2. Modify the token probability distribution.
3. Generate ¨proper¨texts, meaning words consisting of letters, with spaces as separators, and
properly formatted punctuation (e.g., commas should be attached to the preceding word).
4. Avoid repetitions.
5. Generate multiple variants and select the best one according to a criterion defined by you.

In [None]:
from transformers import AutoTokenizer, AutoModelForCausalLM, LogitsProcessor
import torch

In [None]:
class StrictStartingLetterProcessor(LogitsProcessor):
    def __init__(self, tokenizer, letter):
        self.tokenizer = tokenizer
        self.letter = letter.lower()

    def __call__(self, input_ids, scores):
        #only allow tokens starting with the specified letter.
        for i in range(scores.size(1)):
            token = self.tokenizer.decode([i]).strip().lower()
            if not token.startswith(self.letter):
                scores[0, i] = -float("inf")
        return scores


def generate_sentence_with_custom_logits(
    prefix, max_length=50, top_k=50, top_p=0.9, temperature=0.7, device="cuda"
):
    #all words start with the same letter.
    letter = prefix[0].lower()
    inputs = tokenizer(prefix, return_tensors="pt", padding=True)
    input_ids = inputs["input_ids"].to(device)
    attention_mask = inputs["attention_mask"].to(device)

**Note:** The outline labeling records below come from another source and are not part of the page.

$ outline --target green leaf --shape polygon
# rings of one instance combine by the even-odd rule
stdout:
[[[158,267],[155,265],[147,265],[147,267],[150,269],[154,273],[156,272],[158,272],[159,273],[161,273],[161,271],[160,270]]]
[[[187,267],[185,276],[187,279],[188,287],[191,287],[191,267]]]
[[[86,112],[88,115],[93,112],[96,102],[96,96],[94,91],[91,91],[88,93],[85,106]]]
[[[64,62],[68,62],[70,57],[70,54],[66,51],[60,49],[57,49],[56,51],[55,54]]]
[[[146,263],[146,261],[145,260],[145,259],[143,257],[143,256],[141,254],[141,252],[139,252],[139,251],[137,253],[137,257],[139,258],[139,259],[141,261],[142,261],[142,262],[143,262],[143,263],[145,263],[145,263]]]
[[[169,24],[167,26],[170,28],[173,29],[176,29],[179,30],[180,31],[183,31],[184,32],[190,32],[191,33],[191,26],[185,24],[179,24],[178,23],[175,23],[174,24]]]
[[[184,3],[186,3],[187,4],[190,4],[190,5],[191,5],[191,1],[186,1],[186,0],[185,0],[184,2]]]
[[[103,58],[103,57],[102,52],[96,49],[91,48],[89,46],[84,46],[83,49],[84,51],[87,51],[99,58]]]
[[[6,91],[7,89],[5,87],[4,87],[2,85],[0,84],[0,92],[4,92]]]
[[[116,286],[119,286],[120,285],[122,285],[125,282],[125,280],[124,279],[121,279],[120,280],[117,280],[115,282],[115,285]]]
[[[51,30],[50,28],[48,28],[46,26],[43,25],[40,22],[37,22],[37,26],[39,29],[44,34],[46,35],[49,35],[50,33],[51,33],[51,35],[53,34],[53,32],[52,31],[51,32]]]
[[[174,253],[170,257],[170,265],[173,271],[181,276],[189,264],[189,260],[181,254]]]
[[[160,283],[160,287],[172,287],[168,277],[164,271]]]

    logits_processor = [StrictStartingLetterProcessor(tokenizer, letter)]

    output = model.generate(
        input_ids=input_ids,
        attention_mask=attention_mask,
        max_length=max_length,
        temperature=temperature,
        top_k=top_k,
        top_p=top_p,
        repetition_penalty=1.8,
        do_sample=True,
        logits_processor=logits_processor,
        pad_token_id=tokenizer.pad_token_id,
    )

    generated_text = tokenizer.decode(output[0], skip_special_tokens=True)
    if not generated_text.endswith(('.', ';', '?', '!')):
        generated_text += "."
    return generated_text.capitalize()

def generate_best_sentence_with_filter(
    prefix, max_length=50, top_k=50, top_p=0.9, temperature=0.7, n_variants=5, device="cuda"
):
    candidates = [
        generate_sentence_with_custom_logits(
            prefix, max_length, top_k, top_p, temperature, device=device
        )
        for _ in range(n_variants)
    ]

    best_sentence = max(candidates, key=len)
    return best_sentence

def test_prefixes(
    prefixes,
    max_length=20,
    top_k=50,
    top_p=0.9,
    temperature=0.7,
    n_variants=3,
    device="cuda"
):
    results = {}
    for prefix in prefixes:
        best_sentence = generate_best_sentence_with_filter(
            prefix,
            max_length=max_length,
            top_k=top_k,
            top_p=top_p,
            temperature=temperature,
            n_variants=n_variants,
            device=device,
        )
        results[prefix] = best_sentence

    return results

if __name__ == "__main__":
    test_prefixes_list = [
        "Awesome",
        "Brilliant",
        "Creative",
        "Wonderful",
        "Quick",
        "Strong",
    ]

    results = test_prefixes(
        prefixes=test_prefixes_list,
        max_length=20,
        top_k=50,
        top_p=0.9,
        temperature=0.7,
        n_variants=3,
        device="cuda" if torch.cuda.is_available() else "cpu",
    )

    for prefix, sentence in results.items():
        print(f"{prefix}: {sentence}")


Awesome: Awesome and all around awesome app as always are available at a affordable amount also adding an amazing addition anytime.
Brilliant: Brilliant british band bblb began by blasting backbeat beatboards before beginning blisterbeb.
Creative: Creative commons cc click creative commons credential checklist can create creative content creation challenges creatively creating collaborative code coverage.
Wonderful: Wonderful with well written words which will work wonders when working without writing while waiting within window windows where.
Quick: Quick question quickly questions quite quick query queries quqqueryquery query quqsq question quick quizquick.
Strong: Strong said she still saw some signs suggesting someone should step sideways so something similar seemed suspicious somewhere south side.